Jones held the ball tightly in his left arm as he crossed the goal line, then glanced up into the stands to section 305 before being mauled by his teammates.
"It was crazy," Jones said. "I knew exactly where my parents were after I scored, and I looked up and saw them. I just started laughing because they were going crazy. It was great."
The play showed Ulbrich and the rest of the coaches just how capable Jones is of being a game-changer. But it didn't mean that he had it all figured out after just three games.
Jones had his bouts with adversity. He missed one game with an ankle injury suffered while knocking Carolina's Cam Newton out with a concussion. Five games after his return, Jones got pushed around like a rag doll against the Eagles, failing to shed blocks in a 24-15 road loss. Folks wondered from the start how his 6-foot-1-inch, 222-pound frame would hold up, but Week 10 marked the first time Jones looked overmatched physically.
"There was a couple of running plays where I got pushed around, got out of my gap," Jones said. "My pad level was high. It was just the mental stuff. I knew better."
The bye week followed, which gave Jones a chance to reflect and make the necessary tweaks. His resolve was tested again when the coaches opted to start physical LaRoy Reynolds ahead of him against Arizona.
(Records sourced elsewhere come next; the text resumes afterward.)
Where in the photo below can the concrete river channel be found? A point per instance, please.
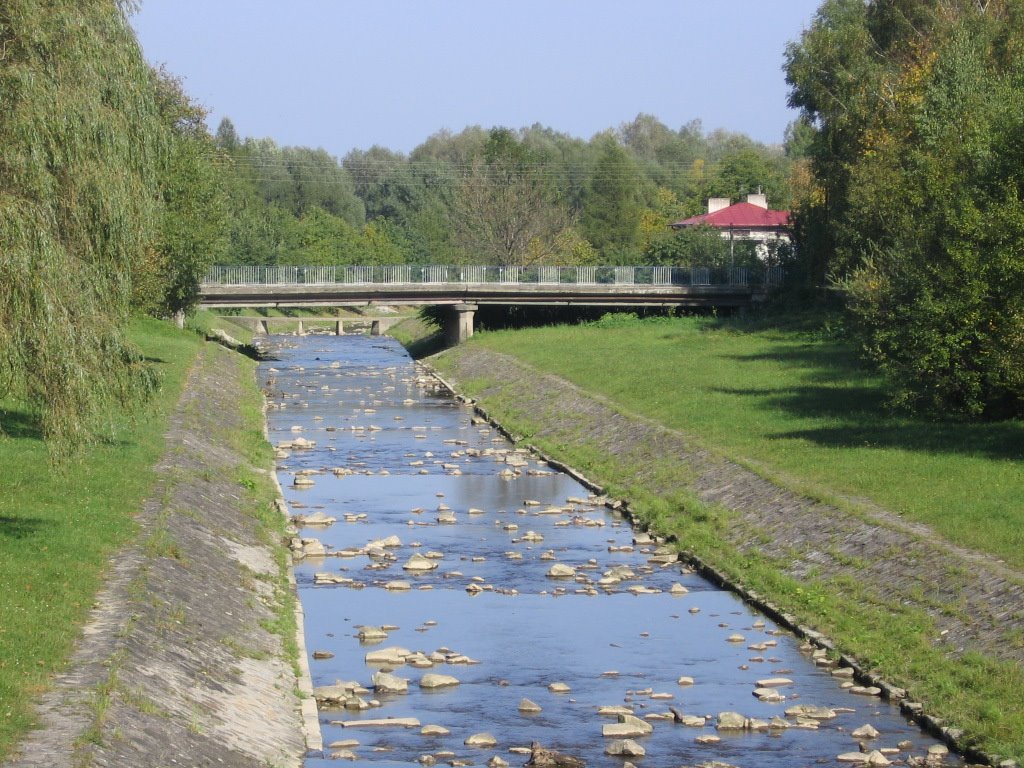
(439, 632)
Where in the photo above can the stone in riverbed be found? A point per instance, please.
(628, 726)
(419, 562)
(865, 731)
(774, 682)
(625, 748)
(731, 721)
(393, 655)
(437, 681)
(560, 570)
(368, 634)
(542, 758)
(385, 682)
(383, 722)
(809, 711)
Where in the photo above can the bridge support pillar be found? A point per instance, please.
(460, 324)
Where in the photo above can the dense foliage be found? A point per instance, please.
(918, 143)
(110, 204)
(79, 205)
(498, 196)
(115, 200)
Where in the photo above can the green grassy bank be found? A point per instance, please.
(60, 526)
(793, 401)
(790, 400)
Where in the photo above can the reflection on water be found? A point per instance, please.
(628, 626)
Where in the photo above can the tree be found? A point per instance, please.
(506, 211)
(922, 205)
(194, 228)
(79, 208)
(612, 207)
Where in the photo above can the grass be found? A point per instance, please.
(58, 527)
(793, 402)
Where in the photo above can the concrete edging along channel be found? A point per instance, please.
(176, 665)
(307, 705)
(912, 710)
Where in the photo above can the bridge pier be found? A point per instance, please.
(460, 324)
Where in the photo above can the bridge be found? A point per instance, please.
(466, 288)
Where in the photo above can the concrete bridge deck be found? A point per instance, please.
(465, 288)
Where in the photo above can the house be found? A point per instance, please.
(752, 220)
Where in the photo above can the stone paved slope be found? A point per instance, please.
(976, 601)
(175, 668)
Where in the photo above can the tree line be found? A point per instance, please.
(903, 173)
(914, 201)
(497, 196)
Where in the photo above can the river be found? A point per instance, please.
(465, 530)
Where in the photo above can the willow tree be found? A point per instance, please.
(80, 147)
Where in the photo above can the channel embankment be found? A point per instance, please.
(183, 660)
(856, 552)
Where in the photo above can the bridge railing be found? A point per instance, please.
(474, 274)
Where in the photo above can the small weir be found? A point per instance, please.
(445, 557)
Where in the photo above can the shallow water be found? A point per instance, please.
(370, 411)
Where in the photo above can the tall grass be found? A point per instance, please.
(793, 401)
(58, 527)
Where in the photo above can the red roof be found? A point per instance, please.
(739, 216)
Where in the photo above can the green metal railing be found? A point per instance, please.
(439, 274)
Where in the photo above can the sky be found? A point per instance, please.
(343, 75)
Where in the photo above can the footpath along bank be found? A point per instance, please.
(863, 572)
(183, 660)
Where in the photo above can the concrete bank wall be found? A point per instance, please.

Jones, who had a bad missed tackle in the game against Cardinals running back David Johnson, collected himself, refusing to let his rookie season spiral out of control.
"It was a real unique way with how the season went for Deion," Ulbrich said. "Early on, our offense was doing such an amazing job scoring so many points that we were thrust into the two-minute mode for the majority of the games. So Deion was basically getting a glorified 7-on-7 passing league the first half of the season.
"Then the Philly game, suddenly it wasn't just about his speed. It wasn't just about his athleticism. It was about toughness. It was about technique. It was about eyes, leverage, hands and all those things."
Jones refined all those aspects while becoming more authoritative with his voice, a vital characteristic when directing the defense at middle linebacker.
"For guys to really listen and respond, you've got to produce, and you've got to play at a high level," Ulbrich said. "And you've got to put it on tape. That's what Deion started to do. His teammates recognized that. Now all of a sudden, here's a guy where maybe he's yelling at the same volume he was yelling at before, but now they have a higher level of respect for him, so they're listening more."
Going into his second season, Jones certainly has his teammates' respect as the Falcons try to avoid a Super Bowl hangover and put together another run at a championship. The defense, on paper, has gotten better with the return of Pro Bowl cornerback Desmond Trufant from season-ending pectoral surgery, the addition of two-time Pro Bowl defensive tackle Dontari Poe up front and the drafting of speedy linebacker Duke Riley, Jones' former LSU teammate and a player who might crack the starting lineup alongside him.
Quinn said he wanted Jones to be a little heavier going into this season so that he can "make sure he has enough in the tank in his size with the tackling." Jones already has proven he can carry his weight on defense. Now it's about taking his game to the next level after an impressive rookie showing.
"Everything happened so fast," Jones said. "The journey wasn't easy, but it was worth it, like Coach Quinn always says. The older guys like Matt Ryan and all the guys pushing me just helped me along the way. And I took advice from everybody. Just the maturity of getting more involved in the scheme and taking care of my body. I'm just trying to get better at everything."